Verwaltungsgericht des Kantons Zürich: VB.2020.00165

2. Oktober 2020Deutsch15 min

(URT.2020.22126)

Source djiktzh.ch

Verwaltungsgericht

des

Kantons Zürich

4. Abteilung

VB.2020.00165

Urteil

der 4. Kammer

vom 2. Oktober 2020

Mitwirkend: Abteilungspräsidentin Tamara Nüssle (Vorsitz), Verwaltungsrichter Marco Donatsch, Verwaltungsrichter

Martin Bertschi, Gerichtsschreiberin

Sonja Güntert.

In Sachen

A, vertreten durch RA B,

Beschwerdeführer,

gegen

Migrationsamt des Kantons Zürich,

Beschwerdegegner,

betreffend

Widerruf der Niederlassungsbewilligung (Wiedererwägungsgesuch),

hat sich ergeben:

Sachverhalt

I.

A.

A, ein 1988 in der Schweiz geborener Staatsangehöriger

Serbiens, war im Besitz der Niederlassungsbewilligung für den Kanton Zürich

(vgl. hierzu sowie zum Folgenden die Schilderungen des Sachverhalts in VGr,

24. Oktober 2018, VB.2018.00287 [nicht publiziert]).

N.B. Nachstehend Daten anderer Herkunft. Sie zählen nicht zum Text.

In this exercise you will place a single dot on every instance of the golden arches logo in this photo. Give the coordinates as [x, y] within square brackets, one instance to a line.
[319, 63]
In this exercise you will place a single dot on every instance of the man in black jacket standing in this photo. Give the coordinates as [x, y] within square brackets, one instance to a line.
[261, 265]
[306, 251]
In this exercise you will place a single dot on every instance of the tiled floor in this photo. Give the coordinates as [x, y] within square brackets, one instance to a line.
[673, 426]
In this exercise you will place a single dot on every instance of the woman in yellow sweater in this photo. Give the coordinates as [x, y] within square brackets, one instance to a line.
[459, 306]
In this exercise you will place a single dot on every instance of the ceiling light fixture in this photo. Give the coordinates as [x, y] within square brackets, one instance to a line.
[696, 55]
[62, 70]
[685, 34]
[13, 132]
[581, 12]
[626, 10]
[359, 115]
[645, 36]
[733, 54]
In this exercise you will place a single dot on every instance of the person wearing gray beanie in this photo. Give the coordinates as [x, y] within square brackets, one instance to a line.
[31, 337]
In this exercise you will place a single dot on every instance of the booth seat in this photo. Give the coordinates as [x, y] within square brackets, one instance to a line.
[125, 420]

Nachdem er in der

Schweiz wiederholt strafrechtlich in Erscheinung getreten war, widerrief das

Migrationsamt des Kantons Zürich diese Bewilligung mit Verfügung vom 9. April

2015 und wies A aus der Schweiz weg. Einem gegen diese Verfügung erhobenen

Rekurs bei der Sicherheitsdirektion war kein Erfolg beschieden, und A wurde

Anfang Februar 2016 aus der Schweiz ausgeschafft.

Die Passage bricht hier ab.